Additionally, specific sub-populations of LGBTQ young adults deserve further research attention. Non-binary gender and sexual minorities (e.g., list a few examples here) likely demonstrate specific challenges in the identity disclosure process, such as… (maybe list one challenge or two here) and these processes should be further explored. Moreover, transgender participants in this study presented difficulties and concerns related to their gender identity/expression and/or intersecting gender and sexual minority identities, which appeared to differ substantially from sexual minority participants. Continued exploration into challenges in healthcare settings for transgender young adults is an essential area for future directions.
Conclusion
The current study shed light on factors impacting non-disclosure and experiences following identity disclosure for a racially diverse sample of LGBTQ young adults. Participants did not disclose their LGBTQ identity due to providers not asking, internalized stigma, and belief that health and LGBTQ identity were not related. When participants did disclose, they encountered both positive and negative reactions from providers, but most often, providers did not react to their disclosure.

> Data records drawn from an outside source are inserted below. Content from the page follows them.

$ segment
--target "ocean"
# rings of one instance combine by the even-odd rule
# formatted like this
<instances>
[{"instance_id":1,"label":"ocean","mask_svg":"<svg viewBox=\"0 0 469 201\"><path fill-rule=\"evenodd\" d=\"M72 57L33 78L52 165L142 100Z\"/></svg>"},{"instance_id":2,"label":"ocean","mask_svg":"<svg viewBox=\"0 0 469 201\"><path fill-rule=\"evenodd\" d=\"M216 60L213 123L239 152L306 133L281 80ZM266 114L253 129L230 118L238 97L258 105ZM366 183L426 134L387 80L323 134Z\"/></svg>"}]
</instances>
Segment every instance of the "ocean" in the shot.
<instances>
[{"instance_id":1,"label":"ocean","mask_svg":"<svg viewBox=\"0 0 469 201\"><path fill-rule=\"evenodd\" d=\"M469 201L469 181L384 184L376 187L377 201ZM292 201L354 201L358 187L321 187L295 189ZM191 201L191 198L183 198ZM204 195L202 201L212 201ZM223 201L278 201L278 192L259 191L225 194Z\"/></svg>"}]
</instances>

These findings can directly inform how healthcare providers are trained to work with LGBTQ young adults and support continued emphasis on improving provider-patient interactions.
Table 2.
Health and Healthcare Access (N=206)
| Variable | n | % |
|---|---|---|
| HIV Status | ||
| Negative | 165 | 80.1 |
| Positive | 16 | 7.8 |
| Do Not Know/Do Not Want to Answer | 25 | 12.1 |
| Easy of Access | ||
| Somewhat/Very Difficult | 63 | 30.6 |
| Somewhat/Very Easy | 141 | 68.4 |
| No Response | 2 | 1 |
| Insurance Type | ||
| Public | 50 | 24.3 |
| Private | 66 | 32.0 |
| None (self-pay/free) | 88 | 42.7 |
| No Response | 2 | 1.0 |
| Time Since Last Checkup | ||
| <1 year | 141 | 68.4 |
| >1 year | 62 | 30.1 |
| Do Not Know/Not Sure | 1 | 0.5 |
| No Reponses | 2 | 1.0 |
| Usual Place of Care | ||
| Public | 95 | 46.1 |
| Private | 56 | 27.2 |
| ER/No Regular Care | 53 | 25.7 |
| No Response | 2 | 1.0 |
Acknowledgments
This research was funded by a grant from the National Institute of Mental Health (R21 MH095413, PI: Brian Mustanski). During manuscript preparation, Kinton Rossman was supported by a predoctoral psychology internship training grant from the Health Resources and Services Administration (D40HP25719, PIs: Reinecke & Mustanski). The content is solely the responsibility of the authors and does not necessarily represent the views of the funding agencies.
Footnotes
LGBTQ will be used to collectively refer to all gender and sexual minority populations. Other acronyms (e.g., LGB) are used to reflect the specific subpopulations in a given study or set of studies.